Türkiye'nin İklim Mücadelesinde Somut Adımlar
Erdoğan'ın açıkladığına göre, Türkiye yenilenebilir enerji yatırımlarında ciddi bir sıçrama yapmayı planlıyor. 2053 yılına kadar net sıfır emisyon hedefi doğrultusunda atılacak adımlar, özellikle güneş ve rüzgar enerjisi alanında yapılacak dev yatırımlarla desteklenecek. Aslına bakarsanız, bu hedefler oldukça iddialı görünüyor - ama imkansız değil.
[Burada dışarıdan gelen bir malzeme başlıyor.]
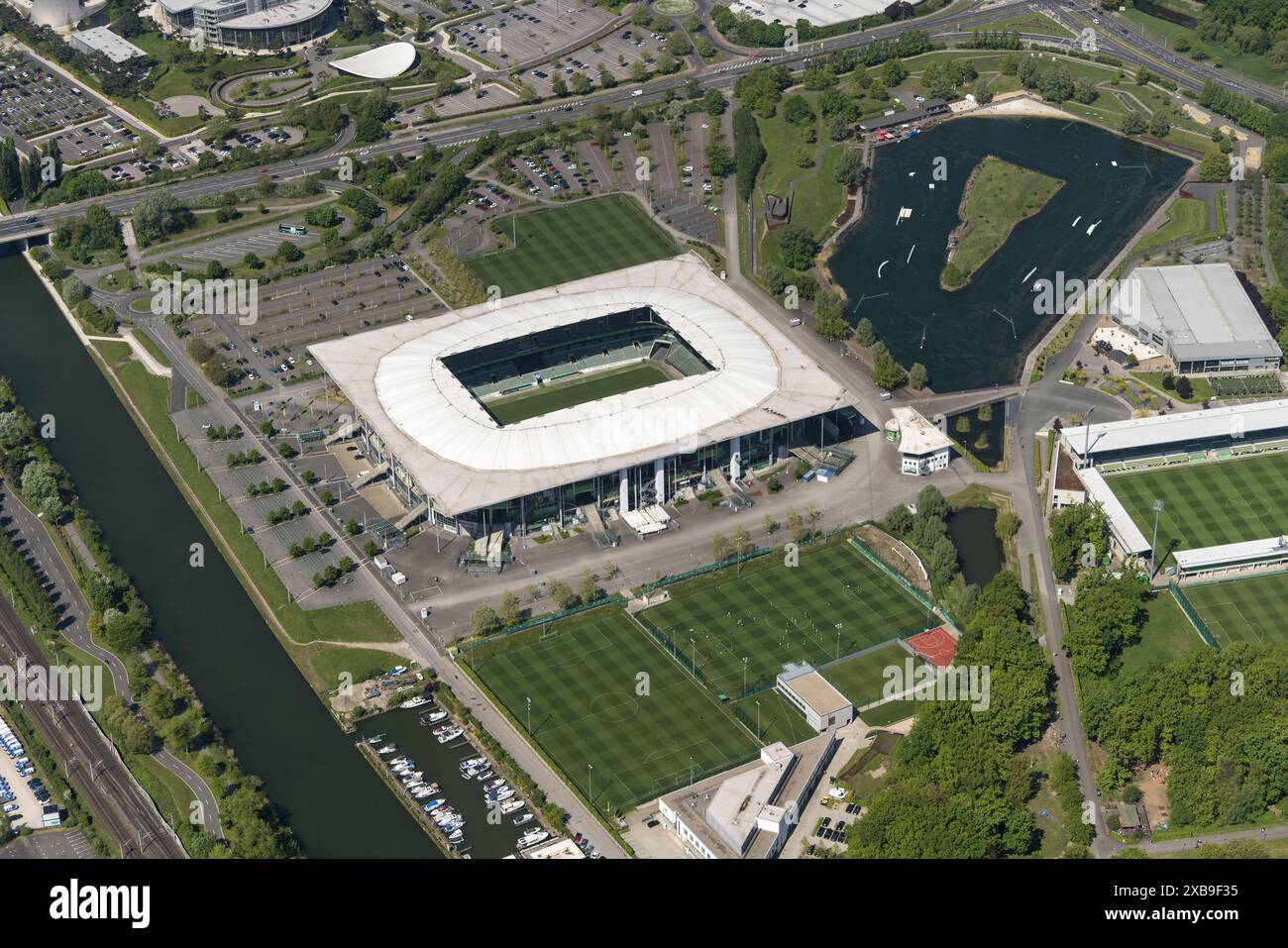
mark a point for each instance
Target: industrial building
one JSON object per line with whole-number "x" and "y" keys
{"x": 1197, "y": 314}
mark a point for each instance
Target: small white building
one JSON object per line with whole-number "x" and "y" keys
{"x": 814, "y": 697}
{"x": 99, "y": 39}
{"x": 922, "y": 446}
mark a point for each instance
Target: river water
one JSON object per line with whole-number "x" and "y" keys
{"x": 982, "y": 334}
{"x": 331, "y": 797}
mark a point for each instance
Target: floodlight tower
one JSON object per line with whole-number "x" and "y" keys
{"x": 1153, "y": 549}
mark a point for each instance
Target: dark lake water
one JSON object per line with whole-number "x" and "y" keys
{"x": 982, "y": 334}
{"x": 334, "y": 801}
{"x": 973, "y": 531}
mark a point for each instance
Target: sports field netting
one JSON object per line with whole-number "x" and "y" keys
{"x": 572, "y": 243}
{"x": 1247, "y": 609}
{"x": 832, "y": 604}
{"x": 1210, "y": 504}
{"x": 590, "y": 707}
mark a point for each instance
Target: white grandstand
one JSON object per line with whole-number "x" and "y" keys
{"x": 739, "y": 394}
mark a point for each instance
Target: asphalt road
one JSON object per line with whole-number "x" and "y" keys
{"x": 1133, "y": 51}
{"x": 125, "y": 813}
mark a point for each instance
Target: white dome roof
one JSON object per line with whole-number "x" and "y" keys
{"x": 382, "y": 62}
{"x": 55, "y": 13}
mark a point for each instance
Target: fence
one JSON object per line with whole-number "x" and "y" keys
{"x": 545, "y": 618}
{"x": 1192, "y": 614}
{"x": 673, "y": 649}
{"x": 862, "y": 548}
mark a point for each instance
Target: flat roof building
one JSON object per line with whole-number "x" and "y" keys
{"x": 738, "y": 394}
{"x": 816, "y": 698}
{"x": 249, "y": 25}
{"x": 750, "y": 811}
{"x": 922, "y": 446}
{"x": 1199, "y": 316}
{"x": 99, "y": 39}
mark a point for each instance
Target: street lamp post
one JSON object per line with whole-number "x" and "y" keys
{"x": 1153, "y": 550}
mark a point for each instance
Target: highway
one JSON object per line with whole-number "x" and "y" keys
{"x": 123, "y": 810}
{"x": 1131, "y": 50}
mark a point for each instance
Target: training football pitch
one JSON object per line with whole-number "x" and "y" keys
{"x": 1209, "y": 504}
{"x": 565, "y": 394}
{"x": 610, "y": 707}
{"x": 862, "y": 679}
{"x": 572, "y": 243}
{"x": 833, "y": 603}
{"x": 1243, "y": 609}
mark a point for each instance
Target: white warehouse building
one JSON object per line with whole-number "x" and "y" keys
{"x": 1199, "y": 316}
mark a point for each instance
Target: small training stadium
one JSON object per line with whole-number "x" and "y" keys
{"x": 1222, "y": 479}
{"x": 613, "y": 391}
{"x": 632, "y": 706}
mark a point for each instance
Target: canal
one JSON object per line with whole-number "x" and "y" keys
{"x": 331, "y": 797}
{"x": 484, "y": 839}
{"x": 980, "y": 335}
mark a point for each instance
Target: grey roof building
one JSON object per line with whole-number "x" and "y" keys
{"x": 1199, "y": 316}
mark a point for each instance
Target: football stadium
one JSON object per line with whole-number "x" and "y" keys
{"x": 1216, "y": 484}
{"x": 612, "y": 391}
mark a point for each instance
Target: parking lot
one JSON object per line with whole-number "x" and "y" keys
{"x": 21, "y": 801}
{"x": 816, "y": 12}
{"x": 613, "y": 53}
{"x": 473, "y": 99}
{"x": 35, "y": 101}
{"x": 262, "y": 241}
{"x": 300, "y": 311}
{"x": 528, "y": 34}
{"x": 91, "y": 141}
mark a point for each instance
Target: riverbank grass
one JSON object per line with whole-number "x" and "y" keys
{"x": 147, "y": 399}
{"x": 997, "y": 197}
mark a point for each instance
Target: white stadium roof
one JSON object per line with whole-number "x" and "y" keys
{"x": 1180, "y": 428}
{"x": 1120, "y": 520}
{"x": 1224, "y": 554}
{"x": 283, "y": 14}
{"x": 395, "y": 377}
{"x": 382, "y": 62}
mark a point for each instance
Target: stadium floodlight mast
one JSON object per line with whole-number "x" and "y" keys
{"x": 1086, "y": 447}
{"x": 1153, "y": 549}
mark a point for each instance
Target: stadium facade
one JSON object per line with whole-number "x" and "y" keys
{"x": 248, "y": 25}
{"x": 436, "y": 401}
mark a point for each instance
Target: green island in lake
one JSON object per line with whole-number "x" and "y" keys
{"x": 996, "y": 198}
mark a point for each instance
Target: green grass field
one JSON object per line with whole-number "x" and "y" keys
{"x": 1243, "y": 609}
{"x": 605, "y": 695}
{"x": 1210, "y": 504}
{"x": 1166, "y": 635}
{"x": 581, "y": 240}
{"x": 835, "y": 603}
{"x": 861, "y": 678}
{"x": 565, "y": 394}
{"x": 1186, "y": 220}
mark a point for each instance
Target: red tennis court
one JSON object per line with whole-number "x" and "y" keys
{"x": 936, "y": 644}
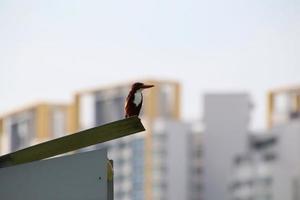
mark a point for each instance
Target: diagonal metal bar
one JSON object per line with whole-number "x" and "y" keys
{"x": 74, "y": 141}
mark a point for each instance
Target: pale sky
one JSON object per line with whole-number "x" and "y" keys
{"x": 51, "y": 49}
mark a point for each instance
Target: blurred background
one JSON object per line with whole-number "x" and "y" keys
{"x": 222, "y": 121}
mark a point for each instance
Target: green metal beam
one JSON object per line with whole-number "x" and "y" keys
{"x": 74, "y": 141}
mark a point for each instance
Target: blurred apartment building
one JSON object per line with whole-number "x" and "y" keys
{"x": 248, "y": 165}
{"x": 146, "y": 164}
{"x": 33, "y": 124}
{"x": 164, "y": 162}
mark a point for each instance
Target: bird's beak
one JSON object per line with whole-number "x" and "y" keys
{"x": 147, "y": 86}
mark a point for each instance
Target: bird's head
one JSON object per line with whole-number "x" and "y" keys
{"x": 140, "y": 86}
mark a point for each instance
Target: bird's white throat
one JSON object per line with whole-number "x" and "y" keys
{"x": 137, "y": 97}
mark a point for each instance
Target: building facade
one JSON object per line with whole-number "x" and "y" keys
{"x": 33, "y": 124}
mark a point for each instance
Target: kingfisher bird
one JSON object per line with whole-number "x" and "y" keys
{"x": 134, "y": 99}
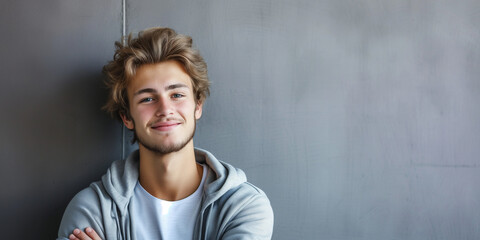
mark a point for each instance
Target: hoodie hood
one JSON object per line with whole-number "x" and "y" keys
{"x": 122, "y": 177}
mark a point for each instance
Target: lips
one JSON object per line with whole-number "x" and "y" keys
{"x": 165, "y": 126}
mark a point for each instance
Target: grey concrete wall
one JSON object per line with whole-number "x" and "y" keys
{"x": 359, "y": 119}
{"x": 54, "y": 139}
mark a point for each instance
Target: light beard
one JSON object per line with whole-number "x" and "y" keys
{"x": 165, "y": 149}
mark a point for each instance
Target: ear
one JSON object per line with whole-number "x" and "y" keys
{"x": 127, "y": 121}
{"x": 198, "y": 110}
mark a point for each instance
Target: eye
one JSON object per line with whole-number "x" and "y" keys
{"x": 147, "y": 99}
{"x": 177, "y": 95}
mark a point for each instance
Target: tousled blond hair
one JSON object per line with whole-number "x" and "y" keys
{"x": 153, "y": 45}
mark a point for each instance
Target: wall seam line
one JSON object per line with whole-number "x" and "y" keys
{"x": 124, "y": 33}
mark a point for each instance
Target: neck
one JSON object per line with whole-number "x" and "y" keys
{"x": 171, "y": 176}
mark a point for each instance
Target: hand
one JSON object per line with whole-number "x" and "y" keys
{"x": 89, "y": 234}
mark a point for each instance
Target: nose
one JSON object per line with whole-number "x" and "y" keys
{"x": 164, "y": 107}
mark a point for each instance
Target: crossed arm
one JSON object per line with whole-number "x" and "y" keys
{"x": 87, "y": 234}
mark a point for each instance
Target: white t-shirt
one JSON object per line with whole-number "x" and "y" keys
{"x": 160, "y": 219}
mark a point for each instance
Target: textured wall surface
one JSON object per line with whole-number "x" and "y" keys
{"x": 359, "y": 119}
Peki ya finansman? İşte tam bu noktada Erdoğan'ın vurguladığı en önemli konulardan biri, gelişmiş ülkelerin taahhütlerini yerine getirmesi gerektiği oldu. "Sözler yerine getirilmeli" diyen Cumhurbaşkanı, iklim finansmanı konusunda adil bir dağılımın şart olduğunun altını çizdi.
Küresel İşbirliği Vurgusu
Konuşmanın belki de en çarpıcı yanı, Erdoğan'ın küresel işbirliği çağrısıydı. İklim değişikliğinin sınır tanımadığını belirten Cumhurbaşkanı, "Hiçbir ülke bu mücadelenin dışında kalamaz" mesajını verdi. Bu aslında oldukça doğru - zira iklim kriziyle mücadele ancak kolektif bir çabayla mümkün olabilir.
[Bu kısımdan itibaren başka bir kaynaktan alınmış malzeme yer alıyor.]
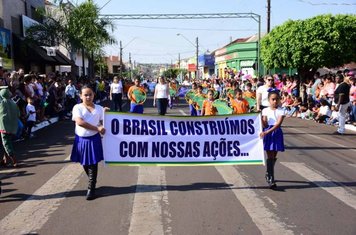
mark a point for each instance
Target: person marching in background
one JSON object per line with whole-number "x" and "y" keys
{"x": 193, "y": 111}
{"x": 272, "y": 134}
{"x": 87, "y": 148}
{"x": 116, "y": 90}
{"x": 239, "y": 104}
{"x": 208, "y": 109}
{"x": 162, "y": 96}
{"x": 135, "y": 107}
{"x": 31, "y": 117}
{"x": 9, "y": 114}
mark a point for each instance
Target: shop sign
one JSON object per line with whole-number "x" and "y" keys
{"x": 27, "y": 22}
{"x": 191, "y": 67}
{"x": 247, "y": 63}
{"x": 5, "y": 49}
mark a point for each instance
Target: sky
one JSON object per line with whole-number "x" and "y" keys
{"x": 156, "y": 41}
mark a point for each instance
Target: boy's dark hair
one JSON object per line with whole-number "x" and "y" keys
{"x": 238, "y": 90}
{"x": 85, "y": 86}
{"x": 276, "y": 92}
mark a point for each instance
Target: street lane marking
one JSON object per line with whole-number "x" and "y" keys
{"x": 68, "y": 158}
{"x": 326, "y": 140}
{"x": 147, "y": 211}
{"x": 335, "y": 189}
{"x": 266, "y": 221}
{"x": 33, "y": 213}
{"x": 183, "y": 113}
{"x": 4, "y": 173}
{"x": 353, "y": 165}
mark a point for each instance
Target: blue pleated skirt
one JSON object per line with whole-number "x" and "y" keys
{"x": 273, "y": 141}
{"x": 87, "y": 150}
{"x": 136, "y": 108}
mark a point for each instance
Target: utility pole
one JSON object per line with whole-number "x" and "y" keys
{"x": 120, "y": 58}
{"x": 197, "y": 54}
{"x": 268, "y": 16}
{"x": 180, "y": 72}
{"x": 130, "y": 66}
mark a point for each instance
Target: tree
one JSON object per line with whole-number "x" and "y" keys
{"x": 171, "y": 73}
{"x": 310, "y": 44}
{"x": 77, "y": 27}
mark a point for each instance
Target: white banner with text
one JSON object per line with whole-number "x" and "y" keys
{"x": 136, "y": 139}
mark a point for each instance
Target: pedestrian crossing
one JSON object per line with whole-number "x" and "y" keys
{"x": 149, "y": 208}
{"x": 337, "y": 190}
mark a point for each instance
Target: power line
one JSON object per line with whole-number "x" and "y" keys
{"x": 327, "y": 3}
{"x": 176, "y": 28}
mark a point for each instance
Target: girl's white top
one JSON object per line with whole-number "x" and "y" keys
{"x": 116, "y": 88}
{"x": 325, "y": 110}
{"x": 31, "y": 116}
{"x": 162, "y": 91}
{"x": 273, "y": 115}
{"x": 93, "y": 118}
{"x": 263, "y": 90}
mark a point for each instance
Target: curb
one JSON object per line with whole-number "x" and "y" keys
{"x": 350, "y": 127}
{"x": 44, "y": 124}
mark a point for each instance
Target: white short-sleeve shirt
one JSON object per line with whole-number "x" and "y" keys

Türkiye'nin Paris Anlaşması'na taraf olması ve bu doğrultuda ulusal katkı beyanını güncellemesi, aslında ülkenin bu konuda ne kadar ciddi olduğunu gösteriyor. Erdoğan'ın zirvede yaptığı konuşma da, Türkiye'nin iklim liderliği iddiasını pekiştiren nitelikteydi.
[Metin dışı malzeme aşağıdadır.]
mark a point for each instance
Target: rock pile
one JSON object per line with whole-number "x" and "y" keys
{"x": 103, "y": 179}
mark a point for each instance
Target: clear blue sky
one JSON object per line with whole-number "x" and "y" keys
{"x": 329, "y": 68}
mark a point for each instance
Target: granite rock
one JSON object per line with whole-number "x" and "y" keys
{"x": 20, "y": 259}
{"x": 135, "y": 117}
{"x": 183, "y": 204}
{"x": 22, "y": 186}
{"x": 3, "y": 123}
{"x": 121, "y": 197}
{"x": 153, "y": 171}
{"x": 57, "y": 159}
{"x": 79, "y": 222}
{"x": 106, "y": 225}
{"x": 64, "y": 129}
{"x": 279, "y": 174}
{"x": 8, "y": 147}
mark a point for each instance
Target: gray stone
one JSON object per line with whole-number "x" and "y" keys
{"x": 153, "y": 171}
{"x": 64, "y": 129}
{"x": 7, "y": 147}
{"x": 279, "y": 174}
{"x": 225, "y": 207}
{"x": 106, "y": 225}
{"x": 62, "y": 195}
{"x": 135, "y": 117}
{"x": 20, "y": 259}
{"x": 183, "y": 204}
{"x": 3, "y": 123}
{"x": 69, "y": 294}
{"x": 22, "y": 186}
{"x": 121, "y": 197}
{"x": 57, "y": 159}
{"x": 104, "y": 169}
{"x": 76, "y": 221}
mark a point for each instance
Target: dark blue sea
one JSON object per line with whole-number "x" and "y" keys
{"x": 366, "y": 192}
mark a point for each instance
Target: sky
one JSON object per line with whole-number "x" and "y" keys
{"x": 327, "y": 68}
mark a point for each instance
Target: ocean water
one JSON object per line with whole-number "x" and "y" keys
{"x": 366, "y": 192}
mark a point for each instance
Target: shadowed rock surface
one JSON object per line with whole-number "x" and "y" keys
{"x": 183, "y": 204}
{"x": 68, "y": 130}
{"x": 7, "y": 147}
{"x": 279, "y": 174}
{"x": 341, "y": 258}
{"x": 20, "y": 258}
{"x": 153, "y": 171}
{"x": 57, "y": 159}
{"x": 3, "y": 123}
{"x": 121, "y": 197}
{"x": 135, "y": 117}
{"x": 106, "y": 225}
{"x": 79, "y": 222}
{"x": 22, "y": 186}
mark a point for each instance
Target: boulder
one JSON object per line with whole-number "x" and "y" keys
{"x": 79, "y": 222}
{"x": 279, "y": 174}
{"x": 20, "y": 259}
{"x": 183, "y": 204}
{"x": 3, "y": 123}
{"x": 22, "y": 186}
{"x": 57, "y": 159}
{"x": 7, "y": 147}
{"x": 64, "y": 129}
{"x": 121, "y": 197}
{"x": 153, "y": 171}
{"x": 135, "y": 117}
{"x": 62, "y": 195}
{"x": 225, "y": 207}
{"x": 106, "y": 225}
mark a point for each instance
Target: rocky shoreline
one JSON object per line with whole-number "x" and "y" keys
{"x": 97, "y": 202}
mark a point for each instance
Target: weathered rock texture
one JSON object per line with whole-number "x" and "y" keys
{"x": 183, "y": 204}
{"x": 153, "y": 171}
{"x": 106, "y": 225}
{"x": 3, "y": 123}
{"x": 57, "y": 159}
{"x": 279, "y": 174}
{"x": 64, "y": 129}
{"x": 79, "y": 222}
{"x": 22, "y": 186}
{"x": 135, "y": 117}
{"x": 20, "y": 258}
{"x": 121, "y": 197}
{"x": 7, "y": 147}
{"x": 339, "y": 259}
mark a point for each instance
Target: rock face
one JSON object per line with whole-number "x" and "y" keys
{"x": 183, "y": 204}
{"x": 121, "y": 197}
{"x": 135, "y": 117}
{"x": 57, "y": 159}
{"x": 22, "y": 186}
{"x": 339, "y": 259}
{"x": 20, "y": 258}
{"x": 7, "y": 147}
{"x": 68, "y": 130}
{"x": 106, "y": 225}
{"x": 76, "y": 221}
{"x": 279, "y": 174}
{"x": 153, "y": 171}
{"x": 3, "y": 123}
Sonuç olarak, Cumhurbaşkanı Erdoğan'ın BM İklim Zirvesi'ndeki performansı, Türkiye'nin yeşil dönüşümdeki kararlılığını tüm dünyaya bir kez daha gösterdi. Umalım ki bu sözler, somut eylemlere dönüşsün ve gelecek nesillere daha yaşanabilir bir dünya bırakabilelim.